The American Family Therapy Academy (AFTA) is a non-for profit organization that was founded in the 70s by leaders of the family therapy field who thought that a space was needed to advance the family systems concept.  Murray Bowen, a legend of our field, was its first president, and AFTA started as a challenge to the traditional psychoanalytic and biological ways of thinking.

AFTA Board Founding Members. Philadelphia March 12, 1978.

AFTA Board Founding Members. Philadelphia March 12, 1978.

Since its inception, AFTA has attracted a cadre of independent and creative thinkers that continuously challenge mainstream frames, always promoting out of the box ideas.  With this intention, AFTA became a collection of mavericks that constantly explore new frontiers of clinical and non-clinical practices.

Not bounded or handcuffed by billing codes, but committed to the development of expanded paradigms, members of this organization have substantially contributed to the development of more open definitions of families, and have influenced the incorporation of issues of gender, sexual orientation and cultural and economic diversity into the world of clinical practice.

AFTA thinks big, dreaming of a better and just world in which all families can be safe, healthy, happy and fully developed.  Someone could say that this is a very ambitious and unrealistic agenda, but members are ready to make it happen, at least a slice of it.

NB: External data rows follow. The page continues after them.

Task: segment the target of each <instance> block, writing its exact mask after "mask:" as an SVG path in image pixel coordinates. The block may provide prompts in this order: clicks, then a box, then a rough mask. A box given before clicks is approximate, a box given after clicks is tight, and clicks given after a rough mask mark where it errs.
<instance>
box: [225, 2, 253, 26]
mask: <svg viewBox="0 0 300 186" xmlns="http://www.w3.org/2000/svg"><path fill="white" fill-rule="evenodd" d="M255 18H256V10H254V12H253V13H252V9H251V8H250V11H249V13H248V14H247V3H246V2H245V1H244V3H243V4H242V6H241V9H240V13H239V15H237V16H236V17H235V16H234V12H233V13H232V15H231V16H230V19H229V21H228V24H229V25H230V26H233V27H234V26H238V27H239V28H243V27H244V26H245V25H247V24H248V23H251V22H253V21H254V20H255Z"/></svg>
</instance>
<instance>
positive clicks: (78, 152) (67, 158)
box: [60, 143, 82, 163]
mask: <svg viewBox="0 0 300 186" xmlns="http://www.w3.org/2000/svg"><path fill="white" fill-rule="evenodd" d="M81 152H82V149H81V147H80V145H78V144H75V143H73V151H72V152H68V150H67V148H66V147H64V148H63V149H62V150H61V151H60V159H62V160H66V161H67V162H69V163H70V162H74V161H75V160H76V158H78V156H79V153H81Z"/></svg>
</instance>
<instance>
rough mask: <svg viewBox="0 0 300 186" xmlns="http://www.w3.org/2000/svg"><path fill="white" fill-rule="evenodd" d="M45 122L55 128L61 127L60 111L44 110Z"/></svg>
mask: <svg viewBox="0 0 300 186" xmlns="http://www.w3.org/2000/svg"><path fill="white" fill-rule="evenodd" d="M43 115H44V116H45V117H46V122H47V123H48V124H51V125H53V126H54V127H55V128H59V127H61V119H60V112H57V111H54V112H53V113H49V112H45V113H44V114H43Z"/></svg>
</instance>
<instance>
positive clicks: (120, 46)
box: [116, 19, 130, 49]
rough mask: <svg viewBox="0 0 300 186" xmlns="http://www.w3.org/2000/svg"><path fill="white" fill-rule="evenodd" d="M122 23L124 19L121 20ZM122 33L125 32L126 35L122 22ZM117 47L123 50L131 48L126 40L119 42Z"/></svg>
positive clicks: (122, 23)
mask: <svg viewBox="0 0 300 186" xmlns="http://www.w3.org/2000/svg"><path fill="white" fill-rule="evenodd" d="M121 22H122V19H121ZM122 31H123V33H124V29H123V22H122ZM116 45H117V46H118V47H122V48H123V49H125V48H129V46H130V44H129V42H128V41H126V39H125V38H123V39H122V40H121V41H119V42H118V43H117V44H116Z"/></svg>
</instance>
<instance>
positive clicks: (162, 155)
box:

Coming to an AFTA meeting could feel like being in ancient Greece, a college campus, a fraternity house, or in a low-income neighborhood. And many times it feels as if you are just in the kitchen of someone else’s home drinking juice or coffee.  But be careful when you open your mouth, because, whatever you say could be challenged with new evidences and different ways of thinking.  AFTA members are committed to dangerous and controversial things like:

  • De-constructing any traditional ideas
  • Incorporating expanded paradigms
  • Hearing the voices that have not been heard, or
  • Only supporting concepts that promote the inclusion of all people

In other words, be careful. If you come to an AFTA meeting, you could develop an identity crisis and might feel compelled to start reading materials that you did not considered before.

The following is an example of the type of projects that some AFTA board members are working on:

  • Building resilient communities to help at-risk youth
  • Transforming internal voices to prevent domestic violence
  • Integrating systemic practice with social determinants of health
  • Promoting feelings of comfort and success to fully embrace real identities
  • Incorporating family practice in public school settings
  • Effectively networking and using life coaching to help build middle class
  • Incorporating contextual issues with clinical post-modern practices
  • Helping Parkinson and Alzheimer clients to live extended and productive lives
  • Integrating family practice ideas to conquer family obesity
  • Implementing systemic approaches to help homeless families
  • Building therapeutic and post-modern alternatives to the medical DSM V

In summary, many members don’t think of themselves as academicians that just teach old-fashioned theories.  They get their hands dirty and tackle some of the most difficult problems faced by our communities.

The adventure continues. Next year, thanks to the wonderful work of Roxana Llerena-Quinn and Jerry Gale we will go to Athens, not Greece, but Athens, Georgia, for a magnificent conference. AFTA will be coming back to the deep south to address issues of family health. Awesome topic.

The other refreshing thing I found was a nice collection of new members. I’m a member of the second generation that was recruited in the 90’s trying to make AFTA more diverse and inclusive.  I was delighted to see a thriving third generation. They are a very sophisticated and impressive group of brilliant therapists who have not bought into the medicalization of mental health.  I was moved by the fact that some of them are already calling AFTA their “professional home.” Under the leadership of our brilliant and relentless president, Gonzalo Bacigalupe, they are helping develop e-AFTA.  They are masters of the electronic world. These raising stars have PhDs, write APA style, tweet their doctoral students,  work with disenfranchised communities and raise wonderful families.  Tweeter, Skype, FaceTime, Facebook, Google docs, no problem. These tools help them be connected 24/7 with their children, or their families by texts or video-chats.  This is a good return on investment of the early 2000’s plan to develop the Early Career membership. Additionally, we also have a quarter of a million-endowment fund that is growing and AFTA books now published by Springer.

I guess we will have AFTA for generations to come. And I am proud to be a member.

Disclaimer: This is just my personal construction of what AFTA is. It may not be the reality, but only my experience. Check it out!